Friday, July 21, 2006

Jean Valentine

The artist Danny Sillada and I have been discussing short poems and what is uniquely challenging about writing a poem that is complete in its language and emotional arc, but brief in its number of lines. Yesterday, the poet Vijay Seshadri suggested I look up the poet Jean Valentine, who is a writer of short poems. I found this poem on her site:


Once there was a woodcutter,
when he asked me to marry him
the woman in the grocery store said
You look like you lost your last friend.
First love!
When we broke up
it was as if the last egg in the house
got dropped on the broken floor.
This world is everywhere! The woman said,
You won’t go unsampled!

Jean Valentine

This poem is replete with the energy of love and despair and, finally, hope. The interaction between the two women--one young and dealing with the loss of her first love, and one older and wiser and knowledgable in the world--is sweet and totally believable. My favorite lines are the last two: "This world is everywhere! The woman said, / You won't go unsampled!" She assures the young woman, in the most joyful, encouraging, way, that "there are more fish in the sea," and that, like the morsels of food in her grcoery store, the young women will surely be "tasted" by others.

I cannot escape, however, the older woman's characterization of the younger woman as object in the sentence, that she will "be sampled" by others rather than "sample" others herself. It is a complicated ending to me, as I'm not sure that the young woman has gained any power through her experience. I would prefer that she go out and discover the "everywhere-ness" of the world and taste it through her own will; but perhaps that ending would be too easy. Perhaps there is a prescience in the grocer's words about the younger woman's fate.


Danny Sillada said...

This poem’s impact is similar to “The Red Wheelborrow”; the voice is concrete and real, accessible to the reader with no complex imagery. If you are aware of traditional Chinese poetry, and I think you are, I would describe the above poem like a butterfly that just passed by and then flew away leaving you that beautiful feeling inside. That’s the beauty of short "accessible" poem.

I think this kind of poem fits to my description of my ideal poetry in my essay on “Finding New Meaning in Po-Mo Poetry” with brief excerpt below:

“I believe that poetry is a dialogue between two souls, a conversation that whispers in the readers’ private and intimate encounter with life. And, poetry, as a dialogue and revelation, it also reveals the founding of truth reflecting the realities that matter in the readers’ own quest for truth. Poetry should not alienate and neither self-conscious nor intellectual because it is a universal language supposedly accessible to every human being.”

Thanks Amy.

Andrew said...

I read it a couple of times and got different senses of the relationship of the girl with the woodcutter. My final impression is that she was sad when he asked her to marry him, then saw the world as her oyster (if you'll pardon the cliche) after the breakup. I see it as ending in hope.

J.B. Rowell said...

I love the quote - Danny - I've been realizing that the poetry I enjoy most is really just what is unsayable face to face.

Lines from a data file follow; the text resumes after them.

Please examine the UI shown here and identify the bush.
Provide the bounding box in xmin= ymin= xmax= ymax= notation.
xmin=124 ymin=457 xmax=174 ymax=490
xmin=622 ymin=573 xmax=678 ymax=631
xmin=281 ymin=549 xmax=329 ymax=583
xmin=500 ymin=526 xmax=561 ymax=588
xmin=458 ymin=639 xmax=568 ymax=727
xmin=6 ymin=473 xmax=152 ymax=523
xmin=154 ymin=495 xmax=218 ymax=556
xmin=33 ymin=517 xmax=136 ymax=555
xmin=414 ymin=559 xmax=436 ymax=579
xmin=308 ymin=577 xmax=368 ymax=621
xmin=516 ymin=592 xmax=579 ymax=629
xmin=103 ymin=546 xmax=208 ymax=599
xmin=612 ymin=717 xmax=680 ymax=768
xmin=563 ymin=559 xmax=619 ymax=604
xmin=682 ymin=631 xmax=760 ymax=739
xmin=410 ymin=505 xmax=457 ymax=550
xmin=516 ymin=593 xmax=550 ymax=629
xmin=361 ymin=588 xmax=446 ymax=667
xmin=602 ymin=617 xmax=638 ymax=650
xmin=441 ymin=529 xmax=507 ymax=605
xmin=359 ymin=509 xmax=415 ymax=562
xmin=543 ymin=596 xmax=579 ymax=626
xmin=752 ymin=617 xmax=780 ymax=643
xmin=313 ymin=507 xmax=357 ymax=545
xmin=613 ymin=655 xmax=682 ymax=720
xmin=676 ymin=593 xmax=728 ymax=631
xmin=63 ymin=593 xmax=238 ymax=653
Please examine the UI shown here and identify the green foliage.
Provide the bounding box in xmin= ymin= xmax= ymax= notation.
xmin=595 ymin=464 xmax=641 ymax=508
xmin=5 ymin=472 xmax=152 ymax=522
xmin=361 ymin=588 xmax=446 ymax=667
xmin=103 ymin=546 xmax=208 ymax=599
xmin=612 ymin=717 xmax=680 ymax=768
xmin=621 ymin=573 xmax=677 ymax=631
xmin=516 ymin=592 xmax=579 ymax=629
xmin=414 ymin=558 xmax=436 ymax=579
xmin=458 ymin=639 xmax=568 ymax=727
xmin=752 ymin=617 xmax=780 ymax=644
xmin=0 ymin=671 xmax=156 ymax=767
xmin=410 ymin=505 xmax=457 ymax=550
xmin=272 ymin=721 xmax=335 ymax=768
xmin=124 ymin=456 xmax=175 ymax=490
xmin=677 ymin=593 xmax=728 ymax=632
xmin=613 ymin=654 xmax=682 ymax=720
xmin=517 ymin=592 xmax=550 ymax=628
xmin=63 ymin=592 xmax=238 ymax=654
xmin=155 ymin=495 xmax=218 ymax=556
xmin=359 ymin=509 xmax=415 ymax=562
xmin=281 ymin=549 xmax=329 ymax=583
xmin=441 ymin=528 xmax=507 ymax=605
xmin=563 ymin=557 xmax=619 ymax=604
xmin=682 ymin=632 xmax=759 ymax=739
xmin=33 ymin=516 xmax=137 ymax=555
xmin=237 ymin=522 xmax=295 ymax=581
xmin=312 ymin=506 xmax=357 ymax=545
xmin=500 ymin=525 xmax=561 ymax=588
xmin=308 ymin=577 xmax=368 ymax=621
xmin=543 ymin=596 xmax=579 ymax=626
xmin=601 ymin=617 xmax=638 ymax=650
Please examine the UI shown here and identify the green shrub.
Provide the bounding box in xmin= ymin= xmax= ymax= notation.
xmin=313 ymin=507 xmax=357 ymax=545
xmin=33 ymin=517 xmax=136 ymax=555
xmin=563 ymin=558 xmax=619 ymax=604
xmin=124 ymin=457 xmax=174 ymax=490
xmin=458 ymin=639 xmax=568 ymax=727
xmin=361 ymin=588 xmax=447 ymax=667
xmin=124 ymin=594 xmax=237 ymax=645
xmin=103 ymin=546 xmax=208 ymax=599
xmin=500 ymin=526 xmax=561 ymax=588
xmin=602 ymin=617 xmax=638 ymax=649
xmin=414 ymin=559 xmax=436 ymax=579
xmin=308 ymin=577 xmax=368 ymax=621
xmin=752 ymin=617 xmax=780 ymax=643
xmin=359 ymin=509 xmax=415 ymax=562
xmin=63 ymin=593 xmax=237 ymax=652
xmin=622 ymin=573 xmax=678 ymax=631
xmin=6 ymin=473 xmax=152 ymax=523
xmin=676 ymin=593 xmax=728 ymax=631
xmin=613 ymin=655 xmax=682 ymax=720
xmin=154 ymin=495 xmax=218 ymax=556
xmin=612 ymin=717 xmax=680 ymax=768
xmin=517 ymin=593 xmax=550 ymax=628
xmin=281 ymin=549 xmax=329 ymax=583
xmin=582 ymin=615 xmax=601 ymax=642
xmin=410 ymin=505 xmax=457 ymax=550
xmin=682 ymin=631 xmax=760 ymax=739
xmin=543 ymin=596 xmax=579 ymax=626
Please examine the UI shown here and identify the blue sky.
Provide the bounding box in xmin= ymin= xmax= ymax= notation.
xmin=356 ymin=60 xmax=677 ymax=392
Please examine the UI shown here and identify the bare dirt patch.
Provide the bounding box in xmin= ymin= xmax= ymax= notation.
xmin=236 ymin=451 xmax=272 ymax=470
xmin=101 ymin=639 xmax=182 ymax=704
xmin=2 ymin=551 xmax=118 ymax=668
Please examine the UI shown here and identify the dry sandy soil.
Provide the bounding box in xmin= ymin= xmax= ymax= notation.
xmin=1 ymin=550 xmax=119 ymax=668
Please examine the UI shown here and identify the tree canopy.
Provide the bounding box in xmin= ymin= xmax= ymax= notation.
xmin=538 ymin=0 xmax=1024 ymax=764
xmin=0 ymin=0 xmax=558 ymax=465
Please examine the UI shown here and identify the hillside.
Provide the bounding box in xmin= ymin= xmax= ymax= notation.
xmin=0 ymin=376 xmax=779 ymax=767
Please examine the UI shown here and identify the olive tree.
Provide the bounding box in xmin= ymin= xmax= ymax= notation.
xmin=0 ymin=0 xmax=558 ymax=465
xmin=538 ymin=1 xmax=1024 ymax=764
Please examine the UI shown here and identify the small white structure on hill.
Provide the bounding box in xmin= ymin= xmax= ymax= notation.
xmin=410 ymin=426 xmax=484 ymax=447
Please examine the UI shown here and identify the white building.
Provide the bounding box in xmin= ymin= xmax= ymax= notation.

I was thrown off by all of the ! (3) in such s short poem, it took away from the power in its compactness. Also, the egg breaks on the broken floor - interesting.

As for the ending, I'm starting to get that the world will come sample us, no matter how we try to hide ourselves (and our hearts).

Amy said...


I also get the sense that she was sad to find herself engaged. Perhaps, at that time, she thought it was her only option.


Exclamation points always seem controversial in poetry. I like them here, because the play out the passion of first love, and show how that passion can be a passion for life, as evidenced by the grocer's words.

lavender said...

I sense that the friend she lost is herself, since marriage is akin to giving one's self away. I also relate to the idea of being “sampled.” Another person notices you, is interested in you, wants to explore what you are about. The desire for this is the desire to be appreciated. What troubles me is the acceptance of the coming and going of romantic experiences and the pain of that, instead of a hope for a lasting relationship. To be sampled is a superficial form of love, too selfish for me to call it true love. The desire to be appreciated and celebrated in romantic love, though, even for a moment, is strong enough to make many put all their eggs in that basket.

Any thoughts as to why her beloved is a woodcutter? My first thought is tied to the destructive nature of cutting, but also the constructive uses of the cut wood. The wood is no longer in its natural, untouched state, but now has a range of new uses.